Logo

D4 overheating (or not?)

gkaramalis

New member
I have had my 37' express cruiser with 2xD4-300 engines since 2008. After the first year I noticed the port engine coolant temperature indicator to rise from the normal 85 degrees centigrade to a bit over 90 every time I pushed it above 3000 rpm (I normally cruise her at 2800 - 2900 rpm), then falling back to 85 degrees when I eased her back to 2900 rpm. Both the rise and fall of temperature happens instantly, which does not indicate a true change (which would be more gradual), but feels more like a thermostat or indicator malfunction. This year it has started happening quite some times even at 2800 rpm, staying there for maybe 5-10 minutes and then falling to 85 degrees without any action (again instantly), while other times it rises and falls instantly ("playing" between 85 and 92 degrees). Any suggestions?
 
get infrared laser thermometer, and measure exact temperature to verify what is going on. its a great inexpensive tool, and you can get readings by just pointing it into various parts of the engine.
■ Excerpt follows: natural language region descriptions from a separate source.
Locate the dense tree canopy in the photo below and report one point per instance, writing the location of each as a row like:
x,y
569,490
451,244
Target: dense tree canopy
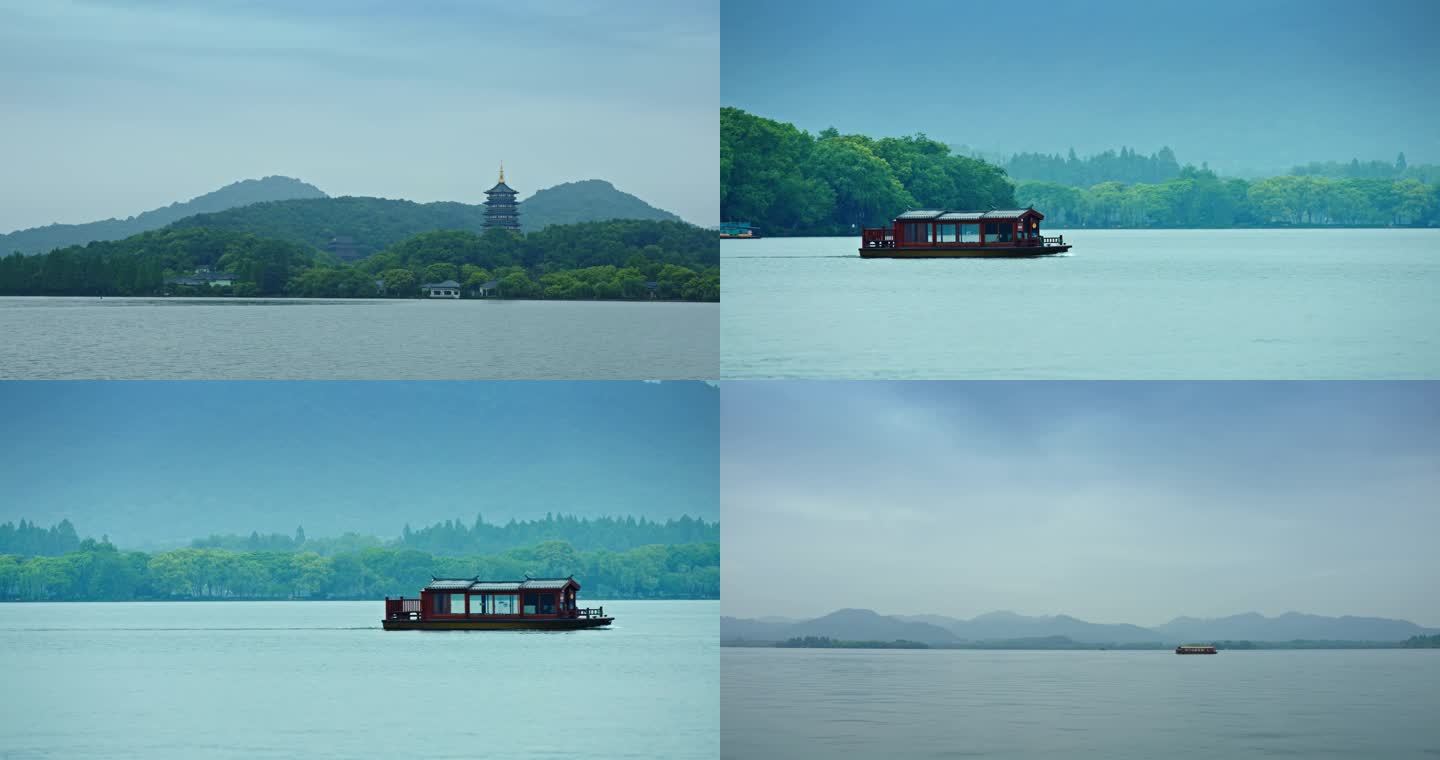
x,y
631,259
30,539
454,537
789,182
1200,199
376,223
98,572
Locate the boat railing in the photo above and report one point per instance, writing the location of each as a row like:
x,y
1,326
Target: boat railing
x,y
402,609
877,238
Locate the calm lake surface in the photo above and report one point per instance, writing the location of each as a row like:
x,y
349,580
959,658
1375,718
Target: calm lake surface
x,y
321,680
822,703
167,338
1122,304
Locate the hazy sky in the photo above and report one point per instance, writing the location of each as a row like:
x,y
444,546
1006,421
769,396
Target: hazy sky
x,y
1234,82
110,108
1108,501
173,461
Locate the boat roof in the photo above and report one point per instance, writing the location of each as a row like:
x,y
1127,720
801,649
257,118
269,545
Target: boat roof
x,y
475,585
943,215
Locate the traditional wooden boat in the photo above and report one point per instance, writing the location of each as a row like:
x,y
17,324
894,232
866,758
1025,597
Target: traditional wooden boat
x,y
739,231
1013,233
493,605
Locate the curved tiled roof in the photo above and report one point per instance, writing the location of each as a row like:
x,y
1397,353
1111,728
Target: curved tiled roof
x,y
475,585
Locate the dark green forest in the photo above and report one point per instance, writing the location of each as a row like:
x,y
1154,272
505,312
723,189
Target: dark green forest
x,y
30,539
611,557
1198,197
455,537
789,182
98,572
241,193
378,223
619,259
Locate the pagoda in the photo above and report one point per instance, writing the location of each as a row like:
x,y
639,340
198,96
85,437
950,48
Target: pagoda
x,y
501,209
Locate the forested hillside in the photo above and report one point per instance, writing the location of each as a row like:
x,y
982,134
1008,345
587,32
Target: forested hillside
x,y
454,537
241,193
621,259
1197,197
789,182
375,223
612,557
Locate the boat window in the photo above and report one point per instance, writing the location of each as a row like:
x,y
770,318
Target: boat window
x,y
503,605
918,232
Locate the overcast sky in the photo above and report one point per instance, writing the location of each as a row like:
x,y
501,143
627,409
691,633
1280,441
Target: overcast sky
x,y
1240,84
110,108
174,461
1108,501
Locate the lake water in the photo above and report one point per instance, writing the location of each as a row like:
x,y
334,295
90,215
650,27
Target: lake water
x,y
167,338
824,703
323,680
1122,304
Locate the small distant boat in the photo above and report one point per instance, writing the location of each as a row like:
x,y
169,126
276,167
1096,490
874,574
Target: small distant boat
x,y
739,231
932,233
493,605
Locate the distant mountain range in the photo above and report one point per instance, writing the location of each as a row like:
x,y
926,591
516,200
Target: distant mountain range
x,y
241,193
288,209
938,629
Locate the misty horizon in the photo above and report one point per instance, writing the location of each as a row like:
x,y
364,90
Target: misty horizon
x,y
153,464
1128,503
1213,82
412,102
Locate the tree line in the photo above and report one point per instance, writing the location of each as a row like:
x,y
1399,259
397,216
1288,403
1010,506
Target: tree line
x,y
618,259
454,537
789,182
1126,166
30,539
1198,197
98,572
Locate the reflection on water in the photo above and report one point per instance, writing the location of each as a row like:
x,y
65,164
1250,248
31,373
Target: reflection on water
x,y
1122,304
180,680
295,338
833,703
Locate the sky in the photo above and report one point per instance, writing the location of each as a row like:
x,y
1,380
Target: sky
x,y
167,462
114,107
1115,503
1240,84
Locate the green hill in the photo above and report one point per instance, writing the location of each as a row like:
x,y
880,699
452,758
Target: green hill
x,y
588,200
615,259
241,193
370,223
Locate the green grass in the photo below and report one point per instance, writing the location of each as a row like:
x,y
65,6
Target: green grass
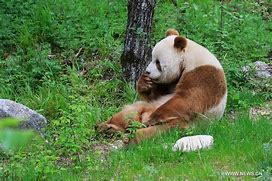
x,y
38,67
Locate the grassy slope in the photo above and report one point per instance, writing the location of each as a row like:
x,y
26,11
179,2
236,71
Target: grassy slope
x,y
74,100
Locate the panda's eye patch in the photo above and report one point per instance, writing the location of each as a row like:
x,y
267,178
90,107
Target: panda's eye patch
x,y
158,65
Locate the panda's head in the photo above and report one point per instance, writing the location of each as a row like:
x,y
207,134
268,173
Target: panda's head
x,y
167,58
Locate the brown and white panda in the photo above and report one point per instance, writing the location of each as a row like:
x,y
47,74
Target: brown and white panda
x,y
182,82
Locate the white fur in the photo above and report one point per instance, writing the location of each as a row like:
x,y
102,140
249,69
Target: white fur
x,y
193,143
173,60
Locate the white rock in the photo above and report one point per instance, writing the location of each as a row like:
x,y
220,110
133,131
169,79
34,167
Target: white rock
x,y
193,143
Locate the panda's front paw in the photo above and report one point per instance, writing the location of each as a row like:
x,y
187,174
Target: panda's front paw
x,y
145,84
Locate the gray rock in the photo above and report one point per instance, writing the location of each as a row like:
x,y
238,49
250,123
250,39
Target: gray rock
x,y
30,118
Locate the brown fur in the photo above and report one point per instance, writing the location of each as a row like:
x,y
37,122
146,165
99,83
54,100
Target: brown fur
x,y
139,111
149,90
193,95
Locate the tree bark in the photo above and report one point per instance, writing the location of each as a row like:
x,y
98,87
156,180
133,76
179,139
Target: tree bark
x,y
137,49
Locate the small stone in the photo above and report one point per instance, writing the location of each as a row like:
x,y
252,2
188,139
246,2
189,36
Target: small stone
x,y
193,143
30,118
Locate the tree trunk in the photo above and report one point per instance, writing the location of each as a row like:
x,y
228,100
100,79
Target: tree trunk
x,y
137,49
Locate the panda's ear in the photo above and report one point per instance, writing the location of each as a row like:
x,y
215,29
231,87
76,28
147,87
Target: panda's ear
x,y
180,42
171,32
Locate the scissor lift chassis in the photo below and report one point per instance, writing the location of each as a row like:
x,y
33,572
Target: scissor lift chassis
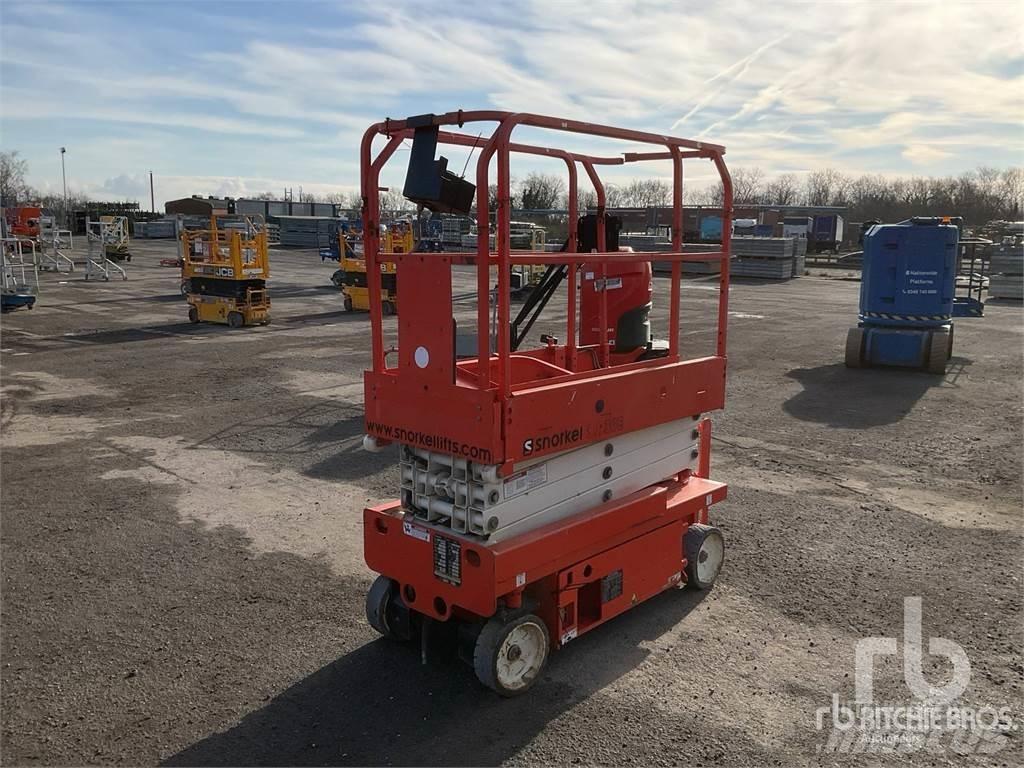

I would check thermostat housing temperature, exhaust manifold temperature, and temperature along raw water cooling circuit. I have seen before where temp gauge reads higher when instrument panel light is turned on, and then back to normal when light is turned off. So check for any electrical components that might be turning on at the same time your gauge jumps up, and turning off when gauge returns to normal.
 
Thanks!!
Following a friend's suggestion, I checked the digital (EVC) reading and it coincided with the analog temperature gauge that I had been reading all the time, showing 92 - 93 degrees centigrade. So, I don't think it has to do with the panel light. I can't think of any other electronic device turned on and off. It looks to me like thermostat matter. Is there any sensor involved, that might be giving wrong data to the thermostat?
I will try the infrared thermometer too and get back to you.
Thanks again.
 
diesel engine doesnt make heat until RPMs are over 3000. i used to have almost completely clogged aftercooler element (on the raw water side), and could cruise all day under 3000rpm with normal temperature, however attempting to go over 3000rpm would overheat in 30 seconds. if evc is recording high (92-93), you most likely have an issue, and 99% of the time its raw water related. Check coolant level first, then impeller blades/integrity, then check for flow at exhaust elbow with engine idling, then check along raw water route with IR gun making note where component (raw water pump, oil cooler, aftercooler, heat exchanger) water exit temperature is much higher than entry temperature. this will pinpoint the obstruction in the seawater cooling path, remove, clean, and reinstall. you have to run 85c or so all the time, no matter the RPM
 
My mechanic suggested opening and cleaning the heat exchanger, since impeller had been changed last March and 60 hours (on the engine) ago. I told him to bring the IR gun along, to check temp differences before anything else. I will get back to you with results. Thanks!!
 
A build up of lime scale the heat exchanger and aftercooler is most probably the issue here, I find that running the engine on a 50:50 mix of Rydlyme sorts the issue most times with out major stripping of exchangers.
 
Check the raw water system and clean the coolers. Unless you are doing lots of hours it seems pretty early to have to do the coolers, but some of the Volvo's don't have the spare cooling capacity that other engines do. They get to sell more engines that way :-(
At 3.7l and 300hp I wouldn't be surprised if the cooling was marginal unless Volvo seriously upspec'd it when they decided to stretch 300hp out of a 210hp engine.